In the name of the Father and of the +Son and of the Holy Spirit. Amen.
Movement. Lots of movement takes place in the story of the Nativity of our Lord:
People moving to their towns of origin to be registered, including Joseph with his betrothed Mary and the unborn Savior yet in Mary's womb. Angels moving out of the realms of glory into time and space to awe the nomadic shepherds before they would move from their fields to a stable in the humble city of David. The Gentile Magi begin their movement, their journey from the east that will take nearly 2 years.
But all these movements aren't isolated instances. They all have an aim, one common purpose. And that purpose is finally The Movement of the night, Jesus, from the relative safety of the womb into His mothers embrace, then eventually laid into the manger in Peaceful sleep.
This movement is what the Quempas communicates so well. The Carol, or rather the Gospel Message of the Carol, is the mover and the children illustrate that for us. Sung from each of the four corners of the nave, they show that the Gospel is not bound in one place or time, but is for “all the people”, as the angel said. And it is the children who sing it, a beautifully poetic pronouncement from the innocent mouths of those of humble estate, even as the beauty of our salvation was wrapped in so innocent a being in this baby, Jesus.
You see, this is, after all, God's movement: from heavenly glory, to worldly humiliation; from boundless spirit, to limited body. He restrained His divine movement and allowed Himself to be subject to move merely as a human, for the most part. Jesus moved through life as we must move through life: from infancy in Bethlehem to teenager in Nazareth, to adult throughout the region of Galilee as He preached the Kingdom of heaven into the hearts of the people. His greatest move, though, would come during a three day period in the spring of His 30th year among us. The Christ would make His final step in sacrificing Himself for the sins of the whole world. On Friday he would die, but on Sunday, he would rise, / moving from death to life, defeating death, all death, even your death and the power death has over you, defeating death finally with His life.

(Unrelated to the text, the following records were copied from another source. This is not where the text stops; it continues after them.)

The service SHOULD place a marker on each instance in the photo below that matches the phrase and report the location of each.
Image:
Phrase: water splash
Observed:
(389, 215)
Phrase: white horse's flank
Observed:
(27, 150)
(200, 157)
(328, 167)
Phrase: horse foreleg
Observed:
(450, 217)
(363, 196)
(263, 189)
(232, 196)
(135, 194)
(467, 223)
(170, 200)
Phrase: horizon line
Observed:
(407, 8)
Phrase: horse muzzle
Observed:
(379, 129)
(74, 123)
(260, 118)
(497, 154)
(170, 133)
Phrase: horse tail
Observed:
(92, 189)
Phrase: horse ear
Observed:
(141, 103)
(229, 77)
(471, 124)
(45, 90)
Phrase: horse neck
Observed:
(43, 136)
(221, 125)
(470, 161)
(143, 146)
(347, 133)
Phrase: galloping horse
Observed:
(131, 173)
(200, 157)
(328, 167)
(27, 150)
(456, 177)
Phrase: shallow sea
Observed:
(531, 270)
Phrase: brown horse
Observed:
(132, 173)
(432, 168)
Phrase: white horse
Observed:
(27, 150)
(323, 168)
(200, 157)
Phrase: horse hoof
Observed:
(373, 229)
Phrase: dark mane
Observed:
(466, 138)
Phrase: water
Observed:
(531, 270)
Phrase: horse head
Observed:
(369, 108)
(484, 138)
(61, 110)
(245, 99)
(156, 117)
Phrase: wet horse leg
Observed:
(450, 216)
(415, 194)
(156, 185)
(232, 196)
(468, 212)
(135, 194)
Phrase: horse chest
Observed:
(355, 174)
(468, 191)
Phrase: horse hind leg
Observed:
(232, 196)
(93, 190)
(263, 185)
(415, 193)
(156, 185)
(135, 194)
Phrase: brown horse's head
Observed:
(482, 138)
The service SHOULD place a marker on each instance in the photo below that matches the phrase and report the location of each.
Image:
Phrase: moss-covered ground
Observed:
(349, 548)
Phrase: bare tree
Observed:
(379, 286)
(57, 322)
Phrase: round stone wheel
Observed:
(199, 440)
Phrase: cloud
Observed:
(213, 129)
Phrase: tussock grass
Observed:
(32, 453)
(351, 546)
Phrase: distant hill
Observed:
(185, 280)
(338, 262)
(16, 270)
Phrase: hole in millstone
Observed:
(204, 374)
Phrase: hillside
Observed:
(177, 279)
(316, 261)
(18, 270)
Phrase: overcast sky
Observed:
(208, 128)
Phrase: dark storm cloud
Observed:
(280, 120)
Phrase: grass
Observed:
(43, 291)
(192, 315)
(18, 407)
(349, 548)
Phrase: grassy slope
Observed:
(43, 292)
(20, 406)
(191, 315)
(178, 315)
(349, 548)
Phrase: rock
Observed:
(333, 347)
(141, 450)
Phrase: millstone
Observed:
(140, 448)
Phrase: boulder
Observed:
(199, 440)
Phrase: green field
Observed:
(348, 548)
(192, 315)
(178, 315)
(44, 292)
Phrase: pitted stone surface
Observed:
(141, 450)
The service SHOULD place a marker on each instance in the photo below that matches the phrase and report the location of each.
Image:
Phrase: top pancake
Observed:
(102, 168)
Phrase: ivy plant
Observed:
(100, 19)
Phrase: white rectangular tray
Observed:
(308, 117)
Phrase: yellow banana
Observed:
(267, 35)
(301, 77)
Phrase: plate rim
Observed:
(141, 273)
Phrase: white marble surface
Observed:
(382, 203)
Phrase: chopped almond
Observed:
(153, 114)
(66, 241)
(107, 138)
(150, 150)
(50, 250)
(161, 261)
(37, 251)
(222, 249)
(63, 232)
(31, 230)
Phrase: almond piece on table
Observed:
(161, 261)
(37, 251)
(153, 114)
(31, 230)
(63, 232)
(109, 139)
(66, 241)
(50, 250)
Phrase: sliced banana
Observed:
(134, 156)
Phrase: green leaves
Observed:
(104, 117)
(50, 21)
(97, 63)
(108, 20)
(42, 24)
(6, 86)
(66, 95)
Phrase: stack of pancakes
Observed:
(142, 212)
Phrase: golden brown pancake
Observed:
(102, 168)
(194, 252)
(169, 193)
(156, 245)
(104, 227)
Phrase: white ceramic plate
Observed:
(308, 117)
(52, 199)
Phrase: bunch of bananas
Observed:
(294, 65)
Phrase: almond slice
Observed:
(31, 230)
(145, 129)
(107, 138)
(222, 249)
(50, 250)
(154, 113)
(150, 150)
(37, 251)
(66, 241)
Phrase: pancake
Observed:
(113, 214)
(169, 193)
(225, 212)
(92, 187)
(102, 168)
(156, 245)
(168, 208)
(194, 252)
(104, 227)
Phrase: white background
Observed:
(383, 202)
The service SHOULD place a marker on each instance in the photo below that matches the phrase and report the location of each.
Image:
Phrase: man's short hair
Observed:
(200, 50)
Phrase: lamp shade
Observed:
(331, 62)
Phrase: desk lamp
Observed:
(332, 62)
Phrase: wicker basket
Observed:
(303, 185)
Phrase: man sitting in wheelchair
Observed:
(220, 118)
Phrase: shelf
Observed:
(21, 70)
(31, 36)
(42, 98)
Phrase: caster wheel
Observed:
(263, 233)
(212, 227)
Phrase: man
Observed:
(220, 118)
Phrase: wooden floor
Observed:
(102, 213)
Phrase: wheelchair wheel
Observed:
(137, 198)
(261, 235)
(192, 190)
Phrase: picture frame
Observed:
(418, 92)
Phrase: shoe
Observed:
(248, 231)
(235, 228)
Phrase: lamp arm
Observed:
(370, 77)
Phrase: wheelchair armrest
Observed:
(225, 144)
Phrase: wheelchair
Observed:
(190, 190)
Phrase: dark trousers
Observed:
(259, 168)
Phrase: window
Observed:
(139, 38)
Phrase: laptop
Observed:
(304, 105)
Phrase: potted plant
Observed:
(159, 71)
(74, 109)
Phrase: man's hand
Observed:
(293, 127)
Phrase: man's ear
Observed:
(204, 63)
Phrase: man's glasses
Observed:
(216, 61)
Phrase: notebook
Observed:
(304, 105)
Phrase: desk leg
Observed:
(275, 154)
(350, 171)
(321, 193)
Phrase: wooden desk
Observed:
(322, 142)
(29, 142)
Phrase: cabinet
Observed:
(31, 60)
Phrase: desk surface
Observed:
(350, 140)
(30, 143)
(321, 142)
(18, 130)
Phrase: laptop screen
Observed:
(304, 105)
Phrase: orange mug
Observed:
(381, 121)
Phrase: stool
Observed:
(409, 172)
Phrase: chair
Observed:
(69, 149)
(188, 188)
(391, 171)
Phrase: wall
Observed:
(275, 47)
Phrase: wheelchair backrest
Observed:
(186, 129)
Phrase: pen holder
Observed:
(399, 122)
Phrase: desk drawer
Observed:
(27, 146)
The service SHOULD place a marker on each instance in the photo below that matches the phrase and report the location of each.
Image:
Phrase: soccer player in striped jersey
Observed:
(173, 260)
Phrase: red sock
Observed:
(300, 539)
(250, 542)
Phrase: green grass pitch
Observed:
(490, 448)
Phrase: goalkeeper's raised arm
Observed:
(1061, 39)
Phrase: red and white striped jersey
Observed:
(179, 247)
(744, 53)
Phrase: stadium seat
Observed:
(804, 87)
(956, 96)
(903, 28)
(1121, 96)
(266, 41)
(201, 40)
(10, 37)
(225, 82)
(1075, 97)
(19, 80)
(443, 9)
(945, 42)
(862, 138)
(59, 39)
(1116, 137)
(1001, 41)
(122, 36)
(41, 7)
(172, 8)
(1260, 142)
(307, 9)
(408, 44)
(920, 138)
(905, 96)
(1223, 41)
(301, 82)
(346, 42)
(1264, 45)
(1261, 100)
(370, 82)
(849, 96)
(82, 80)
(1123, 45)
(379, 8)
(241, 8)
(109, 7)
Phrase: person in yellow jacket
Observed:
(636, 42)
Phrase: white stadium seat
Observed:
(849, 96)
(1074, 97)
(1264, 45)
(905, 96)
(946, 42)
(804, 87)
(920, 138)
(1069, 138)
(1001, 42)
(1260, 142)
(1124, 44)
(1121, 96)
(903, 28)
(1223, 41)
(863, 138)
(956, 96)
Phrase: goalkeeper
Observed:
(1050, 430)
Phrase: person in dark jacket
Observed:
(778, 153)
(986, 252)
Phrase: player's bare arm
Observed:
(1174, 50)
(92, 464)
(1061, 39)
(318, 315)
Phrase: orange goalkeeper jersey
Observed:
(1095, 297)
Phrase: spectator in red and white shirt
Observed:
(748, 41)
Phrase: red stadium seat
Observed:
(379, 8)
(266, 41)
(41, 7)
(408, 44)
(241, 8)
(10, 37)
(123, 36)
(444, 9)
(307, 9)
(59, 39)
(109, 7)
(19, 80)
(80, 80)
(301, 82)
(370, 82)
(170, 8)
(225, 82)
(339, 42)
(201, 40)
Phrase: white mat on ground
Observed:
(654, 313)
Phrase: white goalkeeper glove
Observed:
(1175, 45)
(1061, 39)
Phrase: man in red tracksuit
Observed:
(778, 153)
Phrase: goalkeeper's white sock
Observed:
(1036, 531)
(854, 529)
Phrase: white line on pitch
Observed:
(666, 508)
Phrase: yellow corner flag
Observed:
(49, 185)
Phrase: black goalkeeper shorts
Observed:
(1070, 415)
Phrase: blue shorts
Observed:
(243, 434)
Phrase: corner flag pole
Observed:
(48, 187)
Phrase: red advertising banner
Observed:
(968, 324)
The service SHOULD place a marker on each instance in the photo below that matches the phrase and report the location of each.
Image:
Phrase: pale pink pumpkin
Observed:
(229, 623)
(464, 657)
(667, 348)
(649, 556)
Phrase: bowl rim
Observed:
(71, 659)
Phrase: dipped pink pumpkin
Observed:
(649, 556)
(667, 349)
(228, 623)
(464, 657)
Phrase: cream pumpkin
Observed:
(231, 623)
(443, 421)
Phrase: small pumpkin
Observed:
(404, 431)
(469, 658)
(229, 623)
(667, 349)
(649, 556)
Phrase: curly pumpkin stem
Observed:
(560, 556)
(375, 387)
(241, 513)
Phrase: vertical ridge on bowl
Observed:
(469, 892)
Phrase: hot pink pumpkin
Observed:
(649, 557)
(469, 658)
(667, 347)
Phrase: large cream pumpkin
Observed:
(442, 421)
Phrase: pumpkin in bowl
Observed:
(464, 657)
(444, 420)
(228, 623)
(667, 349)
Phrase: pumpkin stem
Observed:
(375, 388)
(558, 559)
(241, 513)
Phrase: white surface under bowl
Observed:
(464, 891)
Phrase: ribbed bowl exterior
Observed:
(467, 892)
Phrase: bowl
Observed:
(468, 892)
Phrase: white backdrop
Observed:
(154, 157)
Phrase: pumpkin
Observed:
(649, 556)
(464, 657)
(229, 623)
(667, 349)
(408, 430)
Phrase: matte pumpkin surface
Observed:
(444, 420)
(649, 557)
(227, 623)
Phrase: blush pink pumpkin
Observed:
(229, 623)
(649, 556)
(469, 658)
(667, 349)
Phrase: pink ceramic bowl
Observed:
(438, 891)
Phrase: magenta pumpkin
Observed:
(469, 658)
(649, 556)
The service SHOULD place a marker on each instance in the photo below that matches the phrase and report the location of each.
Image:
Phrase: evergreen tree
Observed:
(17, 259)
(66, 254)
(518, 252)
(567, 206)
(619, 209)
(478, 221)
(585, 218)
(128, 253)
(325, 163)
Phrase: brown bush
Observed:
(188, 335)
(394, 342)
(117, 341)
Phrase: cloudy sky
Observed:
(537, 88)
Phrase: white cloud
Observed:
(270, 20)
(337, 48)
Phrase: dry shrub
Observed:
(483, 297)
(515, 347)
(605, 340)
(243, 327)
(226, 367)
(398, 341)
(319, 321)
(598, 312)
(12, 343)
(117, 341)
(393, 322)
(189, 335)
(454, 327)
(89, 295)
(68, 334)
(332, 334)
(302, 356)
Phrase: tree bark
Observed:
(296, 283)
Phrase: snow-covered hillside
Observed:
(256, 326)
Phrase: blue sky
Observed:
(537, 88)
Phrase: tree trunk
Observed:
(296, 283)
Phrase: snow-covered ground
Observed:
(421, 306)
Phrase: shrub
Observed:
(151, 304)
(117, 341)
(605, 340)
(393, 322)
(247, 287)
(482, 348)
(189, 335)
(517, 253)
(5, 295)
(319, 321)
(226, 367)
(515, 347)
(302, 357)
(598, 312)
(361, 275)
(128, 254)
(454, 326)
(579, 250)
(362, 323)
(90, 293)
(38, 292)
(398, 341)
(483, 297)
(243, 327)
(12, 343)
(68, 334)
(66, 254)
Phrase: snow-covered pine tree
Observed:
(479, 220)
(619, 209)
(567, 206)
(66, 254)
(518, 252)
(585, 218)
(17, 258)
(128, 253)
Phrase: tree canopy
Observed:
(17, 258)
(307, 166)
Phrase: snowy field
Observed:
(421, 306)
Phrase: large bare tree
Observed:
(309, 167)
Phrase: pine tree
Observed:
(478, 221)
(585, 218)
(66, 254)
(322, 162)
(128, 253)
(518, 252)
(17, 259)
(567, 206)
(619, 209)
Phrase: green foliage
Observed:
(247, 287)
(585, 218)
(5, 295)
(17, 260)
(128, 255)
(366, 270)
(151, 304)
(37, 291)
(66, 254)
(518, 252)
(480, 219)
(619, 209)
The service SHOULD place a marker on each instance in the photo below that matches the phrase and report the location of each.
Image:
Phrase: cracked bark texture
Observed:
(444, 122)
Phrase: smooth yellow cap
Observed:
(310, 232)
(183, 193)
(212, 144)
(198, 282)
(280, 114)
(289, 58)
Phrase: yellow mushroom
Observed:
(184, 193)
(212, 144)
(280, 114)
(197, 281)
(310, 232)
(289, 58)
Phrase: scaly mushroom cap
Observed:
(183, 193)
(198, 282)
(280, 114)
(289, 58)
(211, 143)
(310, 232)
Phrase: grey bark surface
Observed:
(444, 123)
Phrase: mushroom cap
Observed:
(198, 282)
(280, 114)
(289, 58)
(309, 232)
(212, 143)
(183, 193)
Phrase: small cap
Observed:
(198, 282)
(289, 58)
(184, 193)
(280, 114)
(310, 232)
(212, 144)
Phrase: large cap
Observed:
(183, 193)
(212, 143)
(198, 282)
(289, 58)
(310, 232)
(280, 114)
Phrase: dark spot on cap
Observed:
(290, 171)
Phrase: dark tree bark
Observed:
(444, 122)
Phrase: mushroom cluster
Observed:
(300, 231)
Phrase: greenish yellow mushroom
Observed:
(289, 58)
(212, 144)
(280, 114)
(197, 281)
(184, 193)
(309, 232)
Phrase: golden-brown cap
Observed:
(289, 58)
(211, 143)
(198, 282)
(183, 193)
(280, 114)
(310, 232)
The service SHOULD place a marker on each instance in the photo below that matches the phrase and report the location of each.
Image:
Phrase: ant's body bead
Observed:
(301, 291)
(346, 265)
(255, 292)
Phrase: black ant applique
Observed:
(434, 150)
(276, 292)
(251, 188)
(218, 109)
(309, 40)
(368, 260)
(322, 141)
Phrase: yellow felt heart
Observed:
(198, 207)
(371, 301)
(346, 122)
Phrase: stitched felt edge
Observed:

By His life He redefined what it meant to be human. It is no longer like the pessimistic saying goes: “You're born, you live, then you die.” We don't move through life toward death; our death took place about 2000 years ago, that's where the consequences of our sin were realized, on the cross. No, we move through life toward more life, eternal life, with the Lord of life. This was the goal of God's movement among us.
Even so, God is not done moving. When Jesus ascended it was as if He ascended into the Sacramental life of the Church, which is His holy Body. He moves in hidden ways now. By His Word He moves through the mouths of your pastors; He moves under simple bread and wine on each altar that will receive Him; He moves in and through water in each font that confesses His name. These are the hidden movements of God among us. And they are all directed to you. He is continually seeking you in Word and Sacrament; bringing you right along with Him. Your life is true life because it is connected to and inseparable from His life. Your life is likewise a dying and rising, daily, as He moves into you by way of your ears and mouth; You listen to Him in His Word, you receive His life in the Sacrament, over and over and over, dying and rising until finally, your earthly journey is over.
But though your movement in this world will some day end, it is not as though you are done moving. For the goal of His Word and Sacrament movement in your life now, is that you would finally be moved to be with Him whenever it is that He calls you home, transferring you from the Church Militant to the Church Triumphant.
This is our hope, and this hope is the source of our joy, at Christmas and every day. So, in joy we sing with the children,
To our king, God ever reigning,
Yet of Mary manhood gaining,
Heav’nly gifts for us obtaining,
Raise your hymns of homage high!
In the name of our King, +Jesus. Amen.